Location: Cereal Crops ResearchTitle: New DNA Markers for High Molecular Weight Glutenin Subunits in Wheat) Author
Submitted to: Theoretical and Applied Genetics
Publication Type: Peer reviewed journal
Publication Acceptance Date: 8/30/2008
Publication Date: 9/17/2008
Publication URL: parking.nal.usda.gov/shortterm/20179___226519.pdf
Citation: Liu, S., Chao, S., Anderson, J.A. 2008. New DNA Markers for High Molecular Weight Glutenin Subunits in Wheat. Theoretical and Applied Genetics. 118:177-183 Interpretive Summary: End-use quality is one of the priorities of modern wheat breeding. Although inheritance of wheat quality traits are complex, high molecular weight (HMW) glutenins, a type of storage protein found in wheat grains, were previously found to play a major role in determining the bread making quality of wheat. The DNA sequences for genes encoding HMW glutenins have been well characterized. Previous reports have showed that DNA markers can be developed based on the known sequences and used in breeding programs to assist breeders in selecting breeding lines potentially carrying good quality traits through a lab process known as marker-assisted selection (MAS). In order to efficiently carry out MAS in the lab, high throughput genotyping techniques capable of processing a large number of samples are required. However, most of the previously reported DNA markers were found to be inadequate for genotyping using modern automated equipment. Therefore, the objective of this study was to develop and validate DNA markers suitable for high throughput MAS for HMW glutenins encoded by genes located on chromosomes 1A and 1D in wheat. We first used a set of 16 wheat cultivars carrying known HMW glutenins to determine if the DNA markers developed in this study could accurately predict their corresponding genes. Our results showed the three markers developed in this study, UMN19 associated with the 1A genes, and UMN25 and UMN26 associated with the 1D genes, matched perfectly with their known protein types. These three markers were then used to successfully genotype breeding populations of a total of 1,536 individuals following the high throughput genotyping process developed in our lab.

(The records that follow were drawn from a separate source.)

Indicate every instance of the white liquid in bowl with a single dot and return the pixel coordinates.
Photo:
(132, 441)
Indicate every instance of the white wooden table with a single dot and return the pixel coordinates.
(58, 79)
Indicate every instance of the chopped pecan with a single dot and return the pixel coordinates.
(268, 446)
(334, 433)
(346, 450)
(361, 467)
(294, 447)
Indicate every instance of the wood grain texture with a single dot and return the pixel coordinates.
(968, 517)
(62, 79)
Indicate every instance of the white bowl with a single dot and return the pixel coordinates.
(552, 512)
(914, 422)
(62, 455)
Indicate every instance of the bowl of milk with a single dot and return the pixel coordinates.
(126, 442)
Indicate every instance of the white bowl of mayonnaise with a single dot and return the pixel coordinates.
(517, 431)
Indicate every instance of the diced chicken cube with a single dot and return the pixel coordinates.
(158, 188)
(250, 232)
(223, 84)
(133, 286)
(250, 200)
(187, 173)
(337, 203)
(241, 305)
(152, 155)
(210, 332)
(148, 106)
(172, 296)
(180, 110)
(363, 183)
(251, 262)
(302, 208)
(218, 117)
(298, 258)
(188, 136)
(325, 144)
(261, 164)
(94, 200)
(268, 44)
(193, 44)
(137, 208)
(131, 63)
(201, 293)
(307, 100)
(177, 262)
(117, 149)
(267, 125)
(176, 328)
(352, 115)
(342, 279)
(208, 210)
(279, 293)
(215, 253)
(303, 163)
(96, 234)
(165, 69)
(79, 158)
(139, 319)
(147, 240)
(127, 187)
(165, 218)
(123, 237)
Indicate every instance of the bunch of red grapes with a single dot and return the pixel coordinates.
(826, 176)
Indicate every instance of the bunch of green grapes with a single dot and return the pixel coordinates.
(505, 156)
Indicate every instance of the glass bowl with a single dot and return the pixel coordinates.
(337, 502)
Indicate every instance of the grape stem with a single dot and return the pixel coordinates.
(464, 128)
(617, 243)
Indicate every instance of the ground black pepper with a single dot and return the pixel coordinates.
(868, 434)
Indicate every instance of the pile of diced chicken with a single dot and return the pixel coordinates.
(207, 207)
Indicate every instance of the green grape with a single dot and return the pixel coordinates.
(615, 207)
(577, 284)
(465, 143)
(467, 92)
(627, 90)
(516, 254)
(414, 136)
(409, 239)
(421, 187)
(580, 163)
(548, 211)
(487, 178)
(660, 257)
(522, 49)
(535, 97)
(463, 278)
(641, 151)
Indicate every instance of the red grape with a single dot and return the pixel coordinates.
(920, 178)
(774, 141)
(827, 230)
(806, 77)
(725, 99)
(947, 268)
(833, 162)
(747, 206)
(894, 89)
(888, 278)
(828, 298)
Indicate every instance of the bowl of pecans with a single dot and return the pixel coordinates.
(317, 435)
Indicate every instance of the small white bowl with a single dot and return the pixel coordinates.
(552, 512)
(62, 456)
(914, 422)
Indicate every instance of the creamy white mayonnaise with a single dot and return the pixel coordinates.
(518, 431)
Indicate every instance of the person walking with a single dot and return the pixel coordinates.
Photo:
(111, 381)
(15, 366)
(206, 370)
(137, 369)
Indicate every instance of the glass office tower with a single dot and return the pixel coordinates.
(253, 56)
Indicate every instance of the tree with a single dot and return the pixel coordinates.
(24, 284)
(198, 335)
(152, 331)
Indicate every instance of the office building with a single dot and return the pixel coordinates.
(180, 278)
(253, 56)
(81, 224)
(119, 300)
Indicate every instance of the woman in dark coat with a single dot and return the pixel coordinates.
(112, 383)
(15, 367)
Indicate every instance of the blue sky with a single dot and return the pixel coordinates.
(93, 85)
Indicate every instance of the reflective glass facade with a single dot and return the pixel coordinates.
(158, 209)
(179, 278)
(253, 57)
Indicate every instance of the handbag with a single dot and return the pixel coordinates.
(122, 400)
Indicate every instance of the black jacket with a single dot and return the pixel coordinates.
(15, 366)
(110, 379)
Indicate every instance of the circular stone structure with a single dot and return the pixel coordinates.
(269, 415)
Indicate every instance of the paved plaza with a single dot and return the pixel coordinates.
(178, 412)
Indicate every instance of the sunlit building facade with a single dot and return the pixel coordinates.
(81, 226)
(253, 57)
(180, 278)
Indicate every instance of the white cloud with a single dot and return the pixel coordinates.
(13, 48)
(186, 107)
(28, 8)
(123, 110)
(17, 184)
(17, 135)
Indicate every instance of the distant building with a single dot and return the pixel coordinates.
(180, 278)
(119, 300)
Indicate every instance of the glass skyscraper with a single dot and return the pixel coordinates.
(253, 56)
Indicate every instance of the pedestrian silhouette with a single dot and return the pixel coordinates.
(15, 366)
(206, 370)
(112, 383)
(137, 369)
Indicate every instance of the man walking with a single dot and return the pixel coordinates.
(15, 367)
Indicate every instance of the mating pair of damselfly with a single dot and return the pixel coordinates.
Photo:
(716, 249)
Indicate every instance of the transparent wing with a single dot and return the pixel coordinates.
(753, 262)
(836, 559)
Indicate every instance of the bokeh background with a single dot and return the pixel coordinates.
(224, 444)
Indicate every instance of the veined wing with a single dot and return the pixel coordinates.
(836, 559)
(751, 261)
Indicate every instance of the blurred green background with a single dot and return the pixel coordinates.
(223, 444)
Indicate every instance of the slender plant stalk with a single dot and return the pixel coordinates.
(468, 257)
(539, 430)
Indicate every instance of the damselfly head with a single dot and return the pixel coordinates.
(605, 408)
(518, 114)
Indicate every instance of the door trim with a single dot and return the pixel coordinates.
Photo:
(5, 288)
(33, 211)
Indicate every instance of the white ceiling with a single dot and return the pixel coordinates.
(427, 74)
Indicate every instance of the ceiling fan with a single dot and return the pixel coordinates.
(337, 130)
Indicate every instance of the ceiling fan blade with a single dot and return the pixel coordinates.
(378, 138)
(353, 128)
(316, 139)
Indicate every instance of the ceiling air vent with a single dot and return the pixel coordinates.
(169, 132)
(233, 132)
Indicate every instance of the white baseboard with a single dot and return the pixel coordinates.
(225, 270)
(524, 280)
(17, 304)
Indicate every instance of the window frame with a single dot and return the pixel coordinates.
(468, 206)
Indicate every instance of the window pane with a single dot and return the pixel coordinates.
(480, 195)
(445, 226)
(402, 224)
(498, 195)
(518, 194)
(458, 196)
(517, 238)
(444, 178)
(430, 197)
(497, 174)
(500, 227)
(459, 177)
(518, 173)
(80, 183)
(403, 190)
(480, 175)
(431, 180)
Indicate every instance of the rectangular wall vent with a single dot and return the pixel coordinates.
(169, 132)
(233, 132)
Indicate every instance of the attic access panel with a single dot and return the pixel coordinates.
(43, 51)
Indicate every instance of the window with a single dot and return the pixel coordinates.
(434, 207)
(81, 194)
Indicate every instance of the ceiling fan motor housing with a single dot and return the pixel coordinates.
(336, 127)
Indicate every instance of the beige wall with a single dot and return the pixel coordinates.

Technical Abstract: End-use quality is one of the priorities of modern wheat breeding. Even though quality is a complex trait, high molecular weight (HMW) glutenins play a major role in determining the bread making quality of wheat. DNA markers developed from the sequences of HMW glutenin genes were reported in several previous studies to facilitate marker-assisted selection (MAS). However, most of the previously available markers are dominant and amplify large DNA fragments, and thus are not ideal for genotyping using modern equipment. The objective of this study was to develop and validate co-dominant markers suitable for high throughput MAS for HMW glutenin subunits encoded at the Glu-A1 and Glu-D1 loci. Indels were identified by sequence alignment of allelic HMW glutenin genes, and were targeted to develop locus-specific co-dominant markers. Marker UMN19 was developed by targeting an 18-bp deletion in the coding sequence of subunit Ax2*. A single DNA fragment was amplified by marker UMN19, and was placed onto chromosome 1AL. Sixteen wheat cultivars of known HMW glutenin subunits were used to validate marker UMN19. The cultivars with subunit Ax2* amplified the 362-bp fragment as expected, and the 344-bp fragment was observed for cultivars with subunit Ax1 or the Ax-null allele. Two co-dominant markers UMN25 and UMN26 were developed by targeting the fragment size polymorphic sites between subunits Dx2 and Dx5, and between Dy10 and Dy12, respectively. The 16 wheat cultivars with known HMW glutenin subunit composition were genotyped with markers UMN25 and UMN26, and the genotypes perfectly matched their subunit types. Four F2 populations segregating for the Glu-A1 or Glu-D1 loci were successfully genotyped with UMN19, UMN25, and UMN26 using fluorescent labeling of PCR products separated and analyzed with the Applied Biosystems 3130xl Genetic Analyzer.